È stato detto che nell’attuale situazione dell’economia europea tagli alla spesa pubblica avrebbero effetti meno recessivi di aumenti delle imposte. È un’affermazione sorprendente. Infatti, una riduzione della spesa pubblica si traduce integralmente (con effetti moltiplicativi) in una riduzione del livello di attività economica, mentre un aumento delle imposte (specie se a vantaggio dei redditi più elevati) viene in parte assorbita da una riduzione dei risparmi dei contribuenti e ha quindi un minore effetto depressivo sulla spesa corrente. È un meccanismo ben illustrato nei testi di economia, anche quelli introduttivi, ove si spiega che un’espansione del bilancio «in pareggio», ovvero un aumento di spesa effettuata senza generare deficit, può essere un efficace strumento di stimolo in presenza di elevata disoccupazione e di scarsa efficacia della politica monetaria. Ovvero nella situazione attuale.

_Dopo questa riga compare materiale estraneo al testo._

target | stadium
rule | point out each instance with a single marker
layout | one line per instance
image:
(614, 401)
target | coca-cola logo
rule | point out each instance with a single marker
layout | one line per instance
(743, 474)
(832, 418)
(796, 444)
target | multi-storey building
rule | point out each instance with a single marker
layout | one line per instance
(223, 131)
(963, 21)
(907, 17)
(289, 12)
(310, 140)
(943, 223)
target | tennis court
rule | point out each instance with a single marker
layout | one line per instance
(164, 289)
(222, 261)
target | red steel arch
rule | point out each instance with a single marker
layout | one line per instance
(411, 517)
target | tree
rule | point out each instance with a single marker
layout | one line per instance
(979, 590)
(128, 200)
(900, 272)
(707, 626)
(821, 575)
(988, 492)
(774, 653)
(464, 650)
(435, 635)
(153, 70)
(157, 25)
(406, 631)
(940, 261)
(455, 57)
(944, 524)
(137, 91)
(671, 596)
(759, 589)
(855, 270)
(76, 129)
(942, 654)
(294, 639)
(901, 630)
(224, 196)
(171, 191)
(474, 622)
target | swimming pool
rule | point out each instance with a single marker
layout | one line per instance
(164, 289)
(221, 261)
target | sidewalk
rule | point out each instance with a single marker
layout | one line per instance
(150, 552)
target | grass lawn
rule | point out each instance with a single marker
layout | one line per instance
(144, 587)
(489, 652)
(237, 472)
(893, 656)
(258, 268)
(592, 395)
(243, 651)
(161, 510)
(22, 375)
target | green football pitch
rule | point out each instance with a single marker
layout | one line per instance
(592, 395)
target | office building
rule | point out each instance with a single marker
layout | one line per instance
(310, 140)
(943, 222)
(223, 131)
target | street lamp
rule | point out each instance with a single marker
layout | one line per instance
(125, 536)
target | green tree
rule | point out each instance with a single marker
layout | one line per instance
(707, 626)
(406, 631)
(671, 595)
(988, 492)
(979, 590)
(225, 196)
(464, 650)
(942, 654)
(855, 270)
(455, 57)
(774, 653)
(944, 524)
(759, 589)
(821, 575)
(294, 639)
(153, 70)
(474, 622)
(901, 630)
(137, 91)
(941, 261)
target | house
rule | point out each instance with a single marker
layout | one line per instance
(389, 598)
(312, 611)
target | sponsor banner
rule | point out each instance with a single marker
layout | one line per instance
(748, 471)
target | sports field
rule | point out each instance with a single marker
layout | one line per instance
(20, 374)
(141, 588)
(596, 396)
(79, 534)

C’è poco da fare: il dibattito di politica economica resta condizionato dalla convinzione che la crescita passi per una riduzione della spesa pubblica. L’assunto di fondo è che, essendo la spesa pubblica immancabilmente meno efficiente della spesa privata, un euro di minori imposte in mano ai contribuenti sia comunque meglio di un euro sotto forma di servizi erogati al prezzo di sprechi e inefficienze. Si potrebbe anche essere d’accordo sugli sprechi, ma resta il fatto che, anche lasciando da parte ovvie considerazioni di equità, lo Stato non può non farsi carico di quei beni e servizi che, per loro natura, il mercato da solo non fornirebbe. Molti di questi beni sono ingredienti fondamentali per riattivare la crescita e incoraggiare gli stessi investimenti privati: la realizzazione di opere infrastrutturali, la ricerca (specie quella di base), un’efficiente amministrazione della giustizia (cioè capace di dare certezza nell’applicazione delle sanzioni e nell’esigibilità dei contratti), per fare solo degli esempi.

Intendiamoci, ben venga l’eliminazione di inefficienze e sprechi, basta non illudersi che ciò che costa di meno sia sempre più efficiente. Se riduco la dotazione di benzina razionalizzando il percorso di un mezzo pubblico, è efficienza, se la riduco al punto che il mezzo pubblico sta fermo in deposito, avrò ridotto la spesa ma ho anche aggiunto spreco a spreco. Quando si parla di spending review ci si riferisce in fondo a questo, alla necessità di evitare interventi all’ingrosso che potrebbero compromettere la funzionalità di un servizio.

Sarebbe anzi il caso di sdrammatizzare la stessa contrapposizione tra (minori) spese e (maggiori) imposte, visto che spesso essa nasconde interventi equivalenti nella sostanza. Un taglio degli assegni familiari o dei farmaci erogati gratuitamente (riduzione della spesa) non ha forse effetti analoghi ad una riduzione delle detrazioni per familiari a carico o delle spese sanitarie (aumento delle imposte)? Tutto vero, si dirà, ma ridurre la spesa non è una via obbligata quando le imposte sono già troppo alte e non possono essere ulteriormente aumentate? Imposte più alte disincentivano l’attività economica e, riducendo il reddito netto a parità di retribuzione lorda, scoraggiano il lavoro (o magari incentivano l’evasione!). Il male minore sembra essere tagliare i servizi pubblici, magari introducendo forme di selettività e compartecipazione a carico dei redditi più alti (vedi ticket sanitari crescenti in base al reddito) per evitare che la misura risulti troppo iniqua. Anche qui la differenza è però più apparente che reale. L’introduzione di forme di accesso selettivo ai servizi pubblici in base al reddito è equivalente ad un’indiretta tassazione dello stesso, visto che la percezione di un reddito più elevato si tradurrà in maggiore spesa per ottenere gli stessi servizi. Stesso disincentivo al lavoro e all’attività economica (e stesso incentivo all’evasione) di un aumento delle imposte sui redditi più elevati. Insomma, nessun vantaggio tale da giustificare un abbandono dell’universalismo.

La conclusione è che rispetto alla spesa pubblica, nonostante l’insistenza di qualche commentatore, non ci sono scorciatoie o ricette facili. Del resto, decenni di discussioni accese tra economisti non hanno individuato alcuna relazione univoca tra dimensione del settore pubblico e crescita. Non c’è la spesa pubblica cattiva, così come non ci sono le imposte buone. Ci sono semmai programmi di spesa più o meno efficaci ed efficienti, e imposte più o meno distorsive ed eque.